My sweet Avery has earned the title “master of destruction.” Every time I hear the words “ut-oh” come out of his mouth my heart sinks. I never know what I’m about to find. Sometimes it’s as simple as he dropped a toy, but other times it is one, huge mess. It seems lately my child has a fascination with poop. Yep, poop! As a mother who is trying to get into nursing school you would think poop wouldn’t bother me, but gagging I’ve done over these past few weeks. Lots of gagging, in fact.
Sure we’ve had the occasional “Avery puts hand in poopy diaper” scenario, but much to my dismay, it’s gotten a little bit worse.
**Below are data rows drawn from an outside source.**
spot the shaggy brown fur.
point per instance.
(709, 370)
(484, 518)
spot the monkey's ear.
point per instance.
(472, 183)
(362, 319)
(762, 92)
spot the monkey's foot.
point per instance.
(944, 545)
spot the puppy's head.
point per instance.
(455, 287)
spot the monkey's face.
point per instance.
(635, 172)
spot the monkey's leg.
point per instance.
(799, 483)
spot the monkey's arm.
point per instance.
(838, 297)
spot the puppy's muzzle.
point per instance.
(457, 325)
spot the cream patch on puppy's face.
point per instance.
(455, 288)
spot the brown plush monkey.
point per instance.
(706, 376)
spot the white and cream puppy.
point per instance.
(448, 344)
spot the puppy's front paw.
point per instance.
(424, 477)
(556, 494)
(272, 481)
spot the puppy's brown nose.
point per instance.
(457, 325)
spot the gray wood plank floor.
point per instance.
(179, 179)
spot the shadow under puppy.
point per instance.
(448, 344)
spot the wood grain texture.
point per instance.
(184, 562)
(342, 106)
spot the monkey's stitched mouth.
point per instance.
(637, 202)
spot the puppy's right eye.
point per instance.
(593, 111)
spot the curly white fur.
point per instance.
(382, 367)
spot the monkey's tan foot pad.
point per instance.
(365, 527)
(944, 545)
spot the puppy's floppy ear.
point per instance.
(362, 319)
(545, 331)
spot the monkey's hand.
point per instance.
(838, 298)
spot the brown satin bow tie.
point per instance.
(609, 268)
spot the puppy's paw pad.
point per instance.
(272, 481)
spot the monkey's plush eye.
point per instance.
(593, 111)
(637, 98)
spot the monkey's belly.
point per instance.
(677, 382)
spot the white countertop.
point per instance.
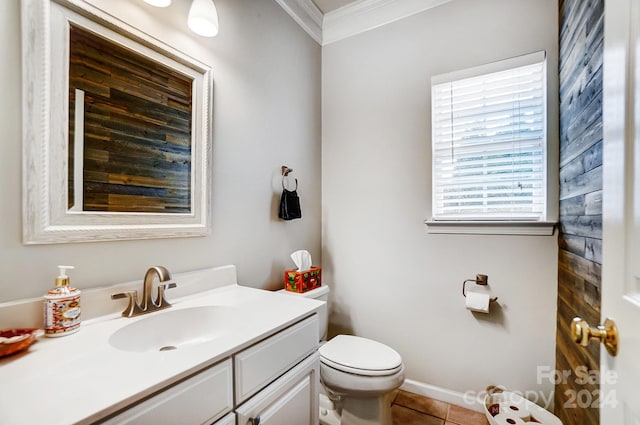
(81, 378)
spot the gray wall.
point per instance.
(391, 280)
(266, 113)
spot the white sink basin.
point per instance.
(173, 329)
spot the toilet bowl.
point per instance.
(358, 375)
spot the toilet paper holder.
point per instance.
(481, 279)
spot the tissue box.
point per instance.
(296, 281)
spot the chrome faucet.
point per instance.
(148, 304)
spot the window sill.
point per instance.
(526, 228)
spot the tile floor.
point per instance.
(413, 409)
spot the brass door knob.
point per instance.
(607, 334)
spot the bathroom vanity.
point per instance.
(223, 355)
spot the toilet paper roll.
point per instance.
(477, 301)
(516, 408)
(507, 419)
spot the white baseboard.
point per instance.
(443, 394)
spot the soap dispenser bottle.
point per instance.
(62, 307)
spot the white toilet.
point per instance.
(358, 376)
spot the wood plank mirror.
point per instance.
(116, 130)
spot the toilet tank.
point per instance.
(321, 294)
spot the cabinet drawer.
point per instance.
(260, 364)
(230, 419)
(291, 400)
(201, 399)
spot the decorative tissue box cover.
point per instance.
(296, 281)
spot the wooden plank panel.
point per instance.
(590, 181)
(137, 128)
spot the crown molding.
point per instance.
(364, 15)
(307, 15)
(352, 19)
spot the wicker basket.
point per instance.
(15, 340)
(538, 414)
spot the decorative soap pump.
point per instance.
(62, 307)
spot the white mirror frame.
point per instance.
(45, 104)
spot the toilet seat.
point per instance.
(360, 356)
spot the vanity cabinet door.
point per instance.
(201, 399)
(290, 400)
(230, 419)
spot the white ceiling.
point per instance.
(328, 21)
(327, 6)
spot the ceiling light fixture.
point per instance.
(203, 18)
(159, 3)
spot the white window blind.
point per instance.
(489, 142)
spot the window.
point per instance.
(490, 142)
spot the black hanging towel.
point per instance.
(289, 205)
(289, 201)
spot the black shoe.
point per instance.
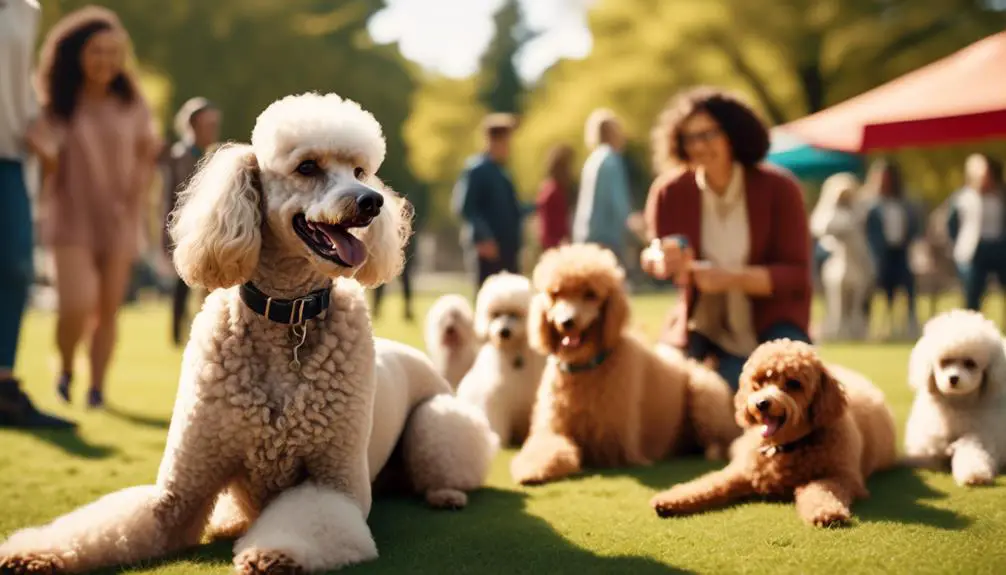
(16, 410)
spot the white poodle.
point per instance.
(848, 274)
(504, 380)
(279, 389)
(958, 369)
(450, 337)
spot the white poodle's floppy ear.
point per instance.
(216, 227)
(385, 238)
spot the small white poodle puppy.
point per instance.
(450, 338)
(504, 380)
(958, 369)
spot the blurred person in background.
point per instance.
(604, 205)
(976, 224)
(197, 125)
(892, 224)
(99, 147)
(731, 230)
(486, 201)
(553, 198)
(19, 21)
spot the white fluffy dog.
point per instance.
(450, 338)
(848, 274)
(958, 369)
(280, 387)
(504, 380)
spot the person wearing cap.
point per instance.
(604, 204)
(485, 200)
(197, 125)
(977, 226)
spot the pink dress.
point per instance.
(94, 199)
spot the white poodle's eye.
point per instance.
(308, 168)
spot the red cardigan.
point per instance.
(780, 240)
(553, 213)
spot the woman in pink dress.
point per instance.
(553, 198)
(99, 150)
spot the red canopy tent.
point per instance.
(958, 99)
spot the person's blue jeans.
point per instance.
(16, 268)
(729, 365)
(989, 259)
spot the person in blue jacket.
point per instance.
(976, 224)
(486, 201)
(892, 224)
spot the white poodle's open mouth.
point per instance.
(331, 241)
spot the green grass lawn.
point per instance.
(599, 523)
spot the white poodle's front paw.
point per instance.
(262, 562)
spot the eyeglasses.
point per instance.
(704, 136)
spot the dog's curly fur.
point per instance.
(290, 446)
(636, 406)
(505, 377)
(449, 335)
(958, 369)
(808, 436)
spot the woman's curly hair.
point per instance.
(59, 74)
(746, 134)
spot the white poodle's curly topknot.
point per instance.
(957, 333)
(323, 121)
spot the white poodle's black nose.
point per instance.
(368, 203)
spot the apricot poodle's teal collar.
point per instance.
(593, 363)
(289, 312)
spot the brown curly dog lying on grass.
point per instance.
(808, 436)
(608, 399)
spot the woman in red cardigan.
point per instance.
(553, 198)
(731, 231)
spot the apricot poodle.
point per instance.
(607, 398)
(279, 390)
(958, 369)
(808, 436)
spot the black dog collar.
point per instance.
(593, 363)
(291, 312)
(773, 449)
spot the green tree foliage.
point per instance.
(500, 88)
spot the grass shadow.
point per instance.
(898, 496)
(494, 534)
(137, 419)
(660, 475)
(68, 440)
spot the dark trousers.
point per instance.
(486, 267)
(729, 365)
(988, 260)
(895, 273)
(179, 304)
(406, 291)
(16, 265)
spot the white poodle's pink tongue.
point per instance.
(770, 426)
(570, 341)
(350, 249)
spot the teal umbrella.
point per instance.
(808, 162)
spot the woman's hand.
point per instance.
(666, 258)
(710, 278)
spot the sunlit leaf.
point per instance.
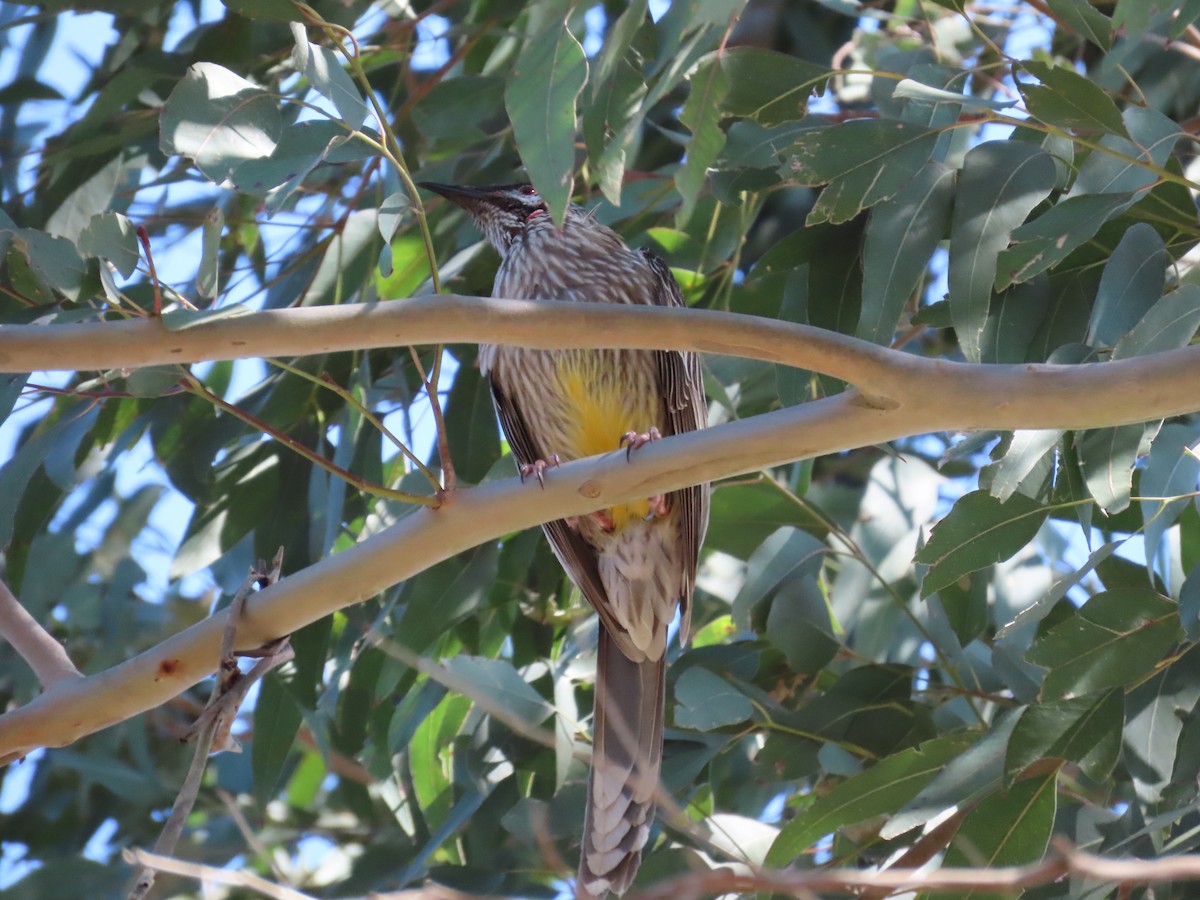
(540, 99)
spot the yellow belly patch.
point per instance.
(604, 406)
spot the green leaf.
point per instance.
(798, 624)
(787, 553)
(1084, 19)
(744, 514)
(1114, 639)
(611, 124)
(220, 120)
(1110, 169)
(1132, 281)
(1171, 471)
(1169, 324)
(301, 148)
(498, 684)
(1026, 450)
(978, 532)
(1084, 731)
(706, 701)
(881, 789)
(1007, 828)
(863, 162)
(471, 425)
(701, 115)
(975, 773)
(1155, 724)
(912, 89)
(901, 237)
(1107, 457)
(1001, 184)
(1051, 237)
(1068, 100)
(540, 99)
(444, 594)
(769, 87)
(208, 275)
(276, 723)
(112, 237)
(55, 261)
(323, 70)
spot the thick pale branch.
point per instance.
(1062, 861)
(1135, 389)
(472, 516)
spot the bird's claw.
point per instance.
(631, 441)
(659, 507)
(538, 469)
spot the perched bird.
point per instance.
(635, 563)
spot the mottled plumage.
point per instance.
(635, 563)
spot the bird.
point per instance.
(636, 562)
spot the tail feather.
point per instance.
(627, 756)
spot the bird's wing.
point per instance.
(579, 557)
(683, 396)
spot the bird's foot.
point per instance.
(659, 507)
(538, 469)
(631, 441)
(601, 517)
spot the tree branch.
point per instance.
(1138, 389)
(34, 643)
(1062, 859)
(939, 396)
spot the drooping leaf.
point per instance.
(1009, 827)
(1115, 637)
(901, 235)
(880, 789)
(1132, 281)
(1084, 731)
(706, 701)
(1069, 101)
(862, 162)
(540, 99)
(1000, 185)
(220, 120)
(978, 531)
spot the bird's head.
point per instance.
(502, 211)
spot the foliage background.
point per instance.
(1024, 670)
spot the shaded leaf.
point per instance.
(706, 701)
(1084, 731)
(766, 85)
(1000, 185)
(863, 162)
(876, 791)
(220, 120)
(501, 685)
(540, 99)
(1132, 281)
(701, 115)
(1114, 639)
(977, 532)
(1008, 828)
(1068, 100)
(901, 235)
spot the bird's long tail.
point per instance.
(627, 756)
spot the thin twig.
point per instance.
(33, 642)
(199, 389)
(213, 727)
(211, 875)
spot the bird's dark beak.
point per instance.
(460, 195)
A couple of weeks ago he went into the other room and was quiet, of course him being quiet meant something was up. He walked into the living room and literally handed me little pieces of poop. I wasn’t expecting poop and at first it didn’t really look like poop. So I smelled it, confirmed what it was, gagged, and about threw up. Once I got myself together, I got busy cleaning the nasty mess.
As if that wasn’t bad enough, I picked up Avery from daycare last week and thought it would be a nice day for him to run in the sprinklers. Stupid me thought since we weren’t in a pool, sure, no swim diaper needed. HA! Ten minutes into the sprinkler fun we had poop everywhere. I took his swim suite off, got rid of the poop, turned around and saw him picking his butt and rubbing poop on his chest. Seriously? I proceed to clean Avery off using the water from the sprinklers. Needless to say, I didn’t get by poop free, he rubbed his hands on me too. GAG!
Unfortunately, I didn’t get by the weekend without a poopy mess. Same story of poop on hand, poop on toilet, clean and sterilize everything, oh, but wait, he went and sat on the cat with a freshly cleaned bottom and needless to say, cat hair was everywhere. (INSERT GAG HERE!)
It was a mild adventure compared to the above, but I was close to throwing up.
Is anyone else having these issues with their toddler? It doesn’t matter if Avery poops in the potty or in his pull up, it seems to be a crazy ordeal. I try to hold him down while I change him, but he can still reach his hands to his bottom. GAG!
Tips and tricks anyone? I don’t know if my stomach can handle much more of the “poopy-ut-oh’s!”